The Osteoarthritis Research Society International (OARSI) guidelines

conditionally recommended HA (with degree of uncertainty) in individuals with knee OA [60]. They believe that HA may have benefits in the treatment of knee OA and there is a degree of uncertainty.

Generally, the current clinical guidelines on the use of HA makes mention of poor study quality, publication bias, conflicting results, industry sponsorship, as well as unclear clinical significance for their inconclusive recommendations [61].


Conclusion

There is more data now on how HA works when injected into joints. There is no strong clinical trial data on the effects of HA and hylans on cartilage histology, although there is well-documented data in experimental animal studies. The protective effect of HA on cartilage has been shown in several animal models of experimental OA. HA has been shown to reduce the severity of OA and also to maintain cartilage thickness and surface smoothness.

Over the last several decades there have been clinical trials that investigated the efficacy and safety of HA in the treatment of OA in humans. 

Although HA is widely used in clinical practice, there are reservations about its use and effectiveness. The American Academy of Orthopaedic Surgeons (AAOS) evidence-based clinical practice guidelines for the treatment of OA of the knee (2013) do not recommend the use of hyaluronic acid for patients with symptomatic osteoarthritis of the knee. The strength of recommendation is strong, which means the quality of the supporting evidence is high.

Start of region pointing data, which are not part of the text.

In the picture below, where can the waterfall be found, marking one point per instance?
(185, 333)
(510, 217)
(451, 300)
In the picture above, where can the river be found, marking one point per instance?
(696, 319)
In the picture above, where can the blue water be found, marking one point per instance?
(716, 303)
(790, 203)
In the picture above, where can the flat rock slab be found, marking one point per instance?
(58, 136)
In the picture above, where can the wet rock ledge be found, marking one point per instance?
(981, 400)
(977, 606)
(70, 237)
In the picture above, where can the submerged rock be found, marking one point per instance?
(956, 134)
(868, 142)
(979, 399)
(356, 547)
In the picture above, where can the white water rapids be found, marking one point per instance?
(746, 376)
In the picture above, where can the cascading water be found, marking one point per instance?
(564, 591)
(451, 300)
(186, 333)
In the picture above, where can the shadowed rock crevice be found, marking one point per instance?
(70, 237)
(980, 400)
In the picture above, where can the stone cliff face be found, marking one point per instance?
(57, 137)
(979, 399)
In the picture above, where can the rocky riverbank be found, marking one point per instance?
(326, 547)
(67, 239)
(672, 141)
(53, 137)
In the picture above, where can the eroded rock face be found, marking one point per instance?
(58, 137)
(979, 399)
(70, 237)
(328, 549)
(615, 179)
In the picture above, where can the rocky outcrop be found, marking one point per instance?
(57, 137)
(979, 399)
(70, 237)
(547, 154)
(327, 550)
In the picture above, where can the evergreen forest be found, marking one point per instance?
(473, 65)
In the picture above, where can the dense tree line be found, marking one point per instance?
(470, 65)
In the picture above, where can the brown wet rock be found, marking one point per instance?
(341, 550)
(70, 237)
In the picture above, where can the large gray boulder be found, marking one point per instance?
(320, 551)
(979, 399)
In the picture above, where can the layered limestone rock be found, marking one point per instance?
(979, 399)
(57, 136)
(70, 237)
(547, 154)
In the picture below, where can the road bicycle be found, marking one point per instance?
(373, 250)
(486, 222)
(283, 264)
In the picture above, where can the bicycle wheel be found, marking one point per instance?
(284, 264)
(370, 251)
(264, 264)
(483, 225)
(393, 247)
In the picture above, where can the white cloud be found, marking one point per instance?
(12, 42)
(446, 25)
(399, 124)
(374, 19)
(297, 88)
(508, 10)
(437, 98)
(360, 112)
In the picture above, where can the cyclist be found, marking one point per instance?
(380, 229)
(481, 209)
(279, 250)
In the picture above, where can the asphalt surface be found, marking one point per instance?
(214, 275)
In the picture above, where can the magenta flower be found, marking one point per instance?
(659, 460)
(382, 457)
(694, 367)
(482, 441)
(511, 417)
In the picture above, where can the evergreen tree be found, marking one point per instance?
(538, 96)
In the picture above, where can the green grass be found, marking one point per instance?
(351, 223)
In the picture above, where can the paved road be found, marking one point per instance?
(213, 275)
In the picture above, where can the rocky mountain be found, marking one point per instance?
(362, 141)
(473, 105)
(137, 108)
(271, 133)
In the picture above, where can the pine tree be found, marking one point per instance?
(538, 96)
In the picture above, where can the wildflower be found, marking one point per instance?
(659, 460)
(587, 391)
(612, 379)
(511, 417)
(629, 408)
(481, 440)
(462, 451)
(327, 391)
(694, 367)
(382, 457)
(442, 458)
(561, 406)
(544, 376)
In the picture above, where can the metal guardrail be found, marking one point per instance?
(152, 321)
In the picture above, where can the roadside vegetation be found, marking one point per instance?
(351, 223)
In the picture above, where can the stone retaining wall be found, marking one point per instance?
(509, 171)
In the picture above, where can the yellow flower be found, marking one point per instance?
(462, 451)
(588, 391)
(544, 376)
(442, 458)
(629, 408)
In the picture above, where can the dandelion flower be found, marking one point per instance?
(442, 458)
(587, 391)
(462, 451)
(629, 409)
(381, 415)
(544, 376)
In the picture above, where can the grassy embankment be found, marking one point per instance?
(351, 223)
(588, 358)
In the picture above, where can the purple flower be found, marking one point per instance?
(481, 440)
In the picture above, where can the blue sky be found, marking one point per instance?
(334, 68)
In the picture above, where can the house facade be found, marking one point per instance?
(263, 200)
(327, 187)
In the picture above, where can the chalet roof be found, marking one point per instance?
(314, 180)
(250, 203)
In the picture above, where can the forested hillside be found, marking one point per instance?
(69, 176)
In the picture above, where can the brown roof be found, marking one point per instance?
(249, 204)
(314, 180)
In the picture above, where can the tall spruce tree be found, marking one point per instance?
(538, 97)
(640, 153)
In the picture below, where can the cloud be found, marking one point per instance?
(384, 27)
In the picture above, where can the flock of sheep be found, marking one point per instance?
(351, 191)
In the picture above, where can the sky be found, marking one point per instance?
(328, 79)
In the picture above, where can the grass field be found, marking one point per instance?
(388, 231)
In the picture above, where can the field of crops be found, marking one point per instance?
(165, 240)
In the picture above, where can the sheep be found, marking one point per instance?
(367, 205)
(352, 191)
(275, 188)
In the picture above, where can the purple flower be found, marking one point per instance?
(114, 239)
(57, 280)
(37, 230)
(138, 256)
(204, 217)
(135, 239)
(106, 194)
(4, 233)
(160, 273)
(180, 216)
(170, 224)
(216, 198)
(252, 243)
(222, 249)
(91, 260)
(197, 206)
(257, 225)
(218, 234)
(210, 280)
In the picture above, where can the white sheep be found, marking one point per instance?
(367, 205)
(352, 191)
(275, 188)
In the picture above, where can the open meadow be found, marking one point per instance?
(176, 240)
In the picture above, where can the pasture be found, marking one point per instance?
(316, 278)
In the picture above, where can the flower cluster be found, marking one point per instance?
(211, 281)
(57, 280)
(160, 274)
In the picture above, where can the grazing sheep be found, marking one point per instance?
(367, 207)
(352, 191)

The American College of Rheumatology has conditionally recommended against the use of intraarticular hyaluronic acid injections. The Osteoarthritis Research Society International (OARSI) guidelines

conditionally recommended HA in individuals with knee OA. They found that patients may benefit from the use of HA and that there is uncertainty about the benefits in the literature.

Generally, the current clinical guidelines on the use of HA makes mention of poor quality of clinical studies, publication bias, conflicting results, industry sponsorship, as well as unclear clinical significance for their inconclusive recommendations. 

The treatment with HA also does not provide immediate relief to most patients, as studies have shown that it takes about 5 weeks before patients feel the full effect of the treatment.

There are some side effects associated with the use of HA including local pain and swelling of the joint with frequent injections. More randomized controlled trials with a large sample are required to test the efficacy of HA versus the other established therapies of OA.